Consumers are also making lifestyle changes like turning vegan or minimalist. Vegans find factory farming cruel and inhumane and believe that animal agriculture destroys the environment and hence abstain from having animal products including dairy and honey. Minimalists believe that happiness does not reside in things. They consciously reduce possessions in favour of experiences.
An average US household has 300,000 things, from paper clips to ironing boards. American children make up 3.7% of the children on the planet but have 47% of all toys and children’s books, according to professional organizer Regina Lark.In comparison, minimalist Fumio Sasaki,the author of Goodbye Things: The New Japanese Minimalism, lives with just 300 items. This includes his toothbrush and hairdryer.

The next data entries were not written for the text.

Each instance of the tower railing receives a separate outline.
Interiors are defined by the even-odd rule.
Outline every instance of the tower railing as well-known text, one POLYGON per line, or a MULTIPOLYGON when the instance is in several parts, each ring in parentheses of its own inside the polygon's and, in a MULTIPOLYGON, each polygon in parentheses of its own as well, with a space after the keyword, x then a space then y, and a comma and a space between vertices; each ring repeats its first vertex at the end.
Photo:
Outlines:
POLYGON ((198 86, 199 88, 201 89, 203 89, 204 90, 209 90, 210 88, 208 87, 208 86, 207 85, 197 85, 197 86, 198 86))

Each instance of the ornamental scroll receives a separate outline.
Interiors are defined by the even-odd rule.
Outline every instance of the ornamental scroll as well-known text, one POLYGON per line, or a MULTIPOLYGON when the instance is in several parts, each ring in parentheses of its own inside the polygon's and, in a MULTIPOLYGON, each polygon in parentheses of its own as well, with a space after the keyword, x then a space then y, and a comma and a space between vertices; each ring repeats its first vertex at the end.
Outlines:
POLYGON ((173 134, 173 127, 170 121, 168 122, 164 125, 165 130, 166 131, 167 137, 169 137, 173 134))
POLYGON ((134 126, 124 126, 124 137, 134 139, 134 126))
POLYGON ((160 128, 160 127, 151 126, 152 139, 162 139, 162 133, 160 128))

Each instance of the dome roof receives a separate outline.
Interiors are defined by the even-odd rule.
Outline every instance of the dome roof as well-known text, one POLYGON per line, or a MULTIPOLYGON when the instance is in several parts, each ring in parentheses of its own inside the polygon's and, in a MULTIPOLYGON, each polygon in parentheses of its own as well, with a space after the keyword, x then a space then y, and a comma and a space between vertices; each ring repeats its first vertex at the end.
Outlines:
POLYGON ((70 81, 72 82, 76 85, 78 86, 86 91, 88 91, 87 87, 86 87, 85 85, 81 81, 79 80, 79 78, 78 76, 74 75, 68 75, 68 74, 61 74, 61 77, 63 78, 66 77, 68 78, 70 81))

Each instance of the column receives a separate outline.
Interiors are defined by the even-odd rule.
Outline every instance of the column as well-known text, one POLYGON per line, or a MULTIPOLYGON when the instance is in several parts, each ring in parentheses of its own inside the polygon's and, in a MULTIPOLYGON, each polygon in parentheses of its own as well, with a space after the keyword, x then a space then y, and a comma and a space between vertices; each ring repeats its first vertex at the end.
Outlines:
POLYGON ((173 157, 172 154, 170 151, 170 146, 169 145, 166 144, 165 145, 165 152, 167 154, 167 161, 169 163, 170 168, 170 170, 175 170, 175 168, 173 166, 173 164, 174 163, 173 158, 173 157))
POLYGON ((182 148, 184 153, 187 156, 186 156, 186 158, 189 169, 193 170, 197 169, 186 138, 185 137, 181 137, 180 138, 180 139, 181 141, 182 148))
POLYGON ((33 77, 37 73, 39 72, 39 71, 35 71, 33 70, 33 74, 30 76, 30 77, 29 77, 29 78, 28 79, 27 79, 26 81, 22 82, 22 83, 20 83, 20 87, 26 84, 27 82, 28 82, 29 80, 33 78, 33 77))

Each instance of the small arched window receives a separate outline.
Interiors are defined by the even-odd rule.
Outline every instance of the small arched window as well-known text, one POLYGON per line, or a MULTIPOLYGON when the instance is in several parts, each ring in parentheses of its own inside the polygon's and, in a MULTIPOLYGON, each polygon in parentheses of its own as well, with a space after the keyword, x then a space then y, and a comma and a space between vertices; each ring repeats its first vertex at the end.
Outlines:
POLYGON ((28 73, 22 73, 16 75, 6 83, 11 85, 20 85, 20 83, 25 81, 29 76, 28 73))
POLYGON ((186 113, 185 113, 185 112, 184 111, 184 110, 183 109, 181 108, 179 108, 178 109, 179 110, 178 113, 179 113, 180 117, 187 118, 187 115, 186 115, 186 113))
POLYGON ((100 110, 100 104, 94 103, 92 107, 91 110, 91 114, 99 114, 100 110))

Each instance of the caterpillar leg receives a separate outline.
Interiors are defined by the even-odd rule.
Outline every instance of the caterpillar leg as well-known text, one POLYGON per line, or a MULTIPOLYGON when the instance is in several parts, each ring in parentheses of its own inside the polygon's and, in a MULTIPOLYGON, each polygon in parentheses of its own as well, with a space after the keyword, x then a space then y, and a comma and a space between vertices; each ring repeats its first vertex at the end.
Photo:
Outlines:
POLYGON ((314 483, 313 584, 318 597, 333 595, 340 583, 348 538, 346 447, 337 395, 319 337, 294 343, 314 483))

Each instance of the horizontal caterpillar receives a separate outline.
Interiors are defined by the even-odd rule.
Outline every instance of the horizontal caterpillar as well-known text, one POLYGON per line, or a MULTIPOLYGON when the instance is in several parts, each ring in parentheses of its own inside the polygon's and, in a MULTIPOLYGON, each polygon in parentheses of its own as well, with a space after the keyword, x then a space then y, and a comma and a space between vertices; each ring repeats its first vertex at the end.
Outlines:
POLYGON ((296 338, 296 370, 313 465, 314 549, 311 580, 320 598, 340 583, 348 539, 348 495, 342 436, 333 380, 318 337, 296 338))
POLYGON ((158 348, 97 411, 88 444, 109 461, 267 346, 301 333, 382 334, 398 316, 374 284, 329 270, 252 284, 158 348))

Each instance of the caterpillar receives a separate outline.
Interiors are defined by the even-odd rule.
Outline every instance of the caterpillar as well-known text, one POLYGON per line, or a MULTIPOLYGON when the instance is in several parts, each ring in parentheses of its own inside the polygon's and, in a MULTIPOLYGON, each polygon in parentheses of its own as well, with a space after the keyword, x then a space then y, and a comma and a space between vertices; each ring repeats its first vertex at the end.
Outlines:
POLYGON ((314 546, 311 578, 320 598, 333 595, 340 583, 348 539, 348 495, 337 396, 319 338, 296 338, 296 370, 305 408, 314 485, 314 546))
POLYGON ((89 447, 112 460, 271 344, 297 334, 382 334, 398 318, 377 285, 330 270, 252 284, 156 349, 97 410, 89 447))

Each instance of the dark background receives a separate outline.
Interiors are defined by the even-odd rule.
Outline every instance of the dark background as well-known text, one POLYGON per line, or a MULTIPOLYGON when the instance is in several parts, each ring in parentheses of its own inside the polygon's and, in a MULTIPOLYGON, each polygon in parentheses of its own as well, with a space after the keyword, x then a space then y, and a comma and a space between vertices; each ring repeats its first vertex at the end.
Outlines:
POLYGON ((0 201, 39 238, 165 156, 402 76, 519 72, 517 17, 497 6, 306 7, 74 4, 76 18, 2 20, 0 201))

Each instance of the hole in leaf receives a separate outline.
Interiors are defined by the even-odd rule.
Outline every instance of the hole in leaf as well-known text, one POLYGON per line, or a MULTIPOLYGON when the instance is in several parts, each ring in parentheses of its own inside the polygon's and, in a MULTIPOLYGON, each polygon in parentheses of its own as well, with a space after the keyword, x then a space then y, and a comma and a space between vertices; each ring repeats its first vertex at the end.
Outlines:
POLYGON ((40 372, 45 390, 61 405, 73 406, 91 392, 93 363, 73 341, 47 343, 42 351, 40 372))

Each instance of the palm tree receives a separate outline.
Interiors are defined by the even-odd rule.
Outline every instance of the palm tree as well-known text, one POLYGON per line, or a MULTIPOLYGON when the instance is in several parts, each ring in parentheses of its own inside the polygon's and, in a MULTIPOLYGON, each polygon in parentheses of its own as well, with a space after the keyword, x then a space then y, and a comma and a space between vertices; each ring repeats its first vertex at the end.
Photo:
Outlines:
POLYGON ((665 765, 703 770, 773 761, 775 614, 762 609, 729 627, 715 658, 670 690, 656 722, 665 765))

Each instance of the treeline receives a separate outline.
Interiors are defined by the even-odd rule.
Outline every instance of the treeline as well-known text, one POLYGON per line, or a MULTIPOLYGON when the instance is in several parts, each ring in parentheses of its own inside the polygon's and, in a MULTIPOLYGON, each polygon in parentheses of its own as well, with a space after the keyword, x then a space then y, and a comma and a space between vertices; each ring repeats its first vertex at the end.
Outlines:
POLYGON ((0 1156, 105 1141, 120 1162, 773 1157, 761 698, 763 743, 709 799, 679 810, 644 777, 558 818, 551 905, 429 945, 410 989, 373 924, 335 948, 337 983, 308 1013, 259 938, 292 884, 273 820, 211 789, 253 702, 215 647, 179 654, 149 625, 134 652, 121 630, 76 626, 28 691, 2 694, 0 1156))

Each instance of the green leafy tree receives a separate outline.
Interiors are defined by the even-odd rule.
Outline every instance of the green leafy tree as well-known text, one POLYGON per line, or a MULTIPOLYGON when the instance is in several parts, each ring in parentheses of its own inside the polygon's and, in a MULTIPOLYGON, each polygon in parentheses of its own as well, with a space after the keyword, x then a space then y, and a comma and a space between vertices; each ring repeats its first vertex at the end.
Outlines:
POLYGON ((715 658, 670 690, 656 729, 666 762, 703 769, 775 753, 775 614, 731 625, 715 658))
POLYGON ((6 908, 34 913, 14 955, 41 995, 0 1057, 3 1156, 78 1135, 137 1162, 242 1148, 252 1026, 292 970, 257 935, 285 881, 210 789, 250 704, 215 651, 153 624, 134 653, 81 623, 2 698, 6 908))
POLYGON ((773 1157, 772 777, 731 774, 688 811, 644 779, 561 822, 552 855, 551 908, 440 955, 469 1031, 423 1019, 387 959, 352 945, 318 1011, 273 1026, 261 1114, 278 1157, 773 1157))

While it’s not always feasible to emulate either the American model of consumption or even Sasaki’s minimalism, it is clear that if we were to continue consuming the same way as the US, then we would need four more planets to support the earth’s seven billion people, according to the Global Footprint Network which calculates an individual’s ecological footprint to come up with an estimate.
Sustainability though has always been a core component of Indian culture. India is one of the least wasteful economies, according to Greendex, a new index compiled annually by National Geographic and GlobeScan, which measures the way consumer patterns are responding to environmental concerns.
But this is also changing. We have just started off on our consumption journey. Festive buying remained buoyant in a slowing economy. E-commerce firms’ sales grew 50% over the last year, recording $2.2 billion in sales in the one-month festive season until Diwali, according to RedSeer Consulting. A telling sign of our consumption-led growth journey. There is nothing wrong with that. But what it requires then is a compelling narrative which is unique and capable of leading the world into consuming things differently.
Shop Talk will take a weekly look at consumer trends, behaviour and insights.